Westinghouse Electric’s troubles appear far from over.

But a new $21.25 million agreement may help those its failed nuclear project hurt most — low-income electricity ratepayers.

Westinghouse will pay $5 million in 30 days to the SC Low-Income Home Energy Assistance Program to help ratepayers injured by higher electricity rates due to the failure. Many of those ratepayers live in Lexington County.

A final payment of $16.25 million would be paid on or before July 1, 2022.

The giant nuclear contractor has survived the $10 billion failed reactor project here, bankruptcy court and the arrest of 2 of its executives on fraud charges.

SC Electric & Gas CEO Kevin Marsh and COO Stephen Byrne have pleaded guilty to criminal fraud charges and face prison time.

No one at taxpayer-owned Santee Cooper has been charged.

Acting US Attorney Rhett DeHart said Westinghouse is helping the investigation of criminal misconduct.

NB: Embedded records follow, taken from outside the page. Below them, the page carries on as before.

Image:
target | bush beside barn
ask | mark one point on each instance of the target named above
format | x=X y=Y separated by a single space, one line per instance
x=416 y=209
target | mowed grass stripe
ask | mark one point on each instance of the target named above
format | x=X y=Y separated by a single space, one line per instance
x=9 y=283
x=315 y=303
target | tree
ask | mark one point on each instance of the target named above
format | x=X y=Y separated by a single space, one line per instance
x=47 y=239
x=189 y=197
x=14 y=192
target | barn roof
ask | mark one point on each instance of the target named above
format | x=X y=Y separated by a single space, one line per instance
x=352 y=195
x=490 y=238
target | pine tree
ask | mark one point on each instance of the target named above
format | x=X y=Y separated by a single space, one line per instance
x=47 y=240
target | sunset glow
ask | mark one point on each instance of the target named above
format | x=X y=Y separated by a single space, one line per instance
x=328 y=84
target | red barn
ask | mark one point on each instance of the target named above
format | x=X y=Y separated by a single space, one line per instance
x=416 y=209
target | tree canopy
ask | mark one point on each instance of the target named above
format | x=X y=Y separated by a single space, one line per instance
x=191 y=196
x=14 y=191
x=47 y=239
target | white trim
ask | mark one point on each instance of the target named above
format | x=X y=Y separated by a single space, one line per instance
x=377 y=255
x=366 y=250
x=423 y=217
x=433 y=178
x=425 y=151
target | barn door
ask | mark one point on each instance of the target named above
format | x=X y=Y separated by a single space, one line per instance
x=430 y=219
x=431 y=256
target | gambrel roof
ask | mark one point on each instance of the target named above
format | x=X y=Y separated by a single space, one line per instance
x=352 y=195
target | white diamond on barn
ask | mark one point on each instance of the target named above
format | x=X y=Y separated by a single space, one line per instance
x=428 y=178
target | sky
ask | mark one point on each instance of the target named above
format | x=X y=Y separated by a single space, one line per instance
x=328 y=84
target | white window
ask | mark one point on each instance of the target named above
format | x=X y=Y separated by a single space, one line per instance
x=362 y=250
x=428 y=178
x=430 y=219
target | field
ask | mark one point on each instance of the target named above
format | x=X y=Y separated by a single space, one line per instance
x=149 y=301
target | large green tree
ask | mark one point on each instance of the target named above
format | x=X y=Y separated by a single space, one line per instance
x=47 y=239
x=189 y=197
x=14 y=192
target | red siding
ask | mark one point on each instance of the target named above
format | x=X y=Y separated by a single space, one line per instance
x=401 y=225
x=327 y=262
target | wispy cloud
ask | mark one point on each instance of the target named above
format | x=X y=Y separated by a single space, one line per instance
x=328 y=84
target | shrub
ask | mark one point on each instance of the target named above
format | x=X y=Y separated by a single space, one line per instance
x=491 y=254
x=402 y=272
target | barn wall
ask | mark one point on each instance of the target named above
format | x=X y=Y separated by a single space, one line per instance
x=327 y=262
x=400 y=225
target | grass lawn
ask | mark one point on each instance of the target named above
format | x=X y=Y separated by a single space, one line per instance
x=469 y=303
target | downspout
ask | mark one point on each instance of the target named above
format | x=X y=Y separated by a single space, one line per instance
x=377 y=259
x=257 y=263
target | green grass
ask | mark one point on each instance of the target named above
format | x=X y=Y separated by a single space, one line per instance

Under Westinghouse management, the SC E&Gas-Santee Cooper project was years behind schedule and millions of dollars over budget when it was abandoned.

DeHart said Westinghouse agreed to cooperate fully with the criminal investigation until the conclusion of all criminal prosecutions involving former Westinghouse officials.

Federal charges are pending against 2 former Westinghouse executives, project manager Carl Churchman and Senior Vice President Jeffrey Benjamin.

Benjamin will be arraigned in federal court this week.

Westinghouse officials have:

• Given more than 3 million pages of documents, data and mail to federal investigators.

• Made employee witnesses available.

• Provided extensive debriefings on facts developed in its own internal investigation.

Westinghouse’s new owners, Brookfield Business Partners, has since removed, reassigned or re-trained senior management.

It has also elected new directors; restructured and retrained its financial managers,established global financial controls and an ethics code, elected an independent audit committee and established a corporate controller.

A new whistleblower program lets employees raise concerns without fear of retaliation.

Westinghouse and its former Japanese owners Toshiba has paid $2.168 billion related to the failed nuclear project.

That includes $1.032 billion to SCANA, $976 million to Santee Cooper and $160 million to pay contractor liens.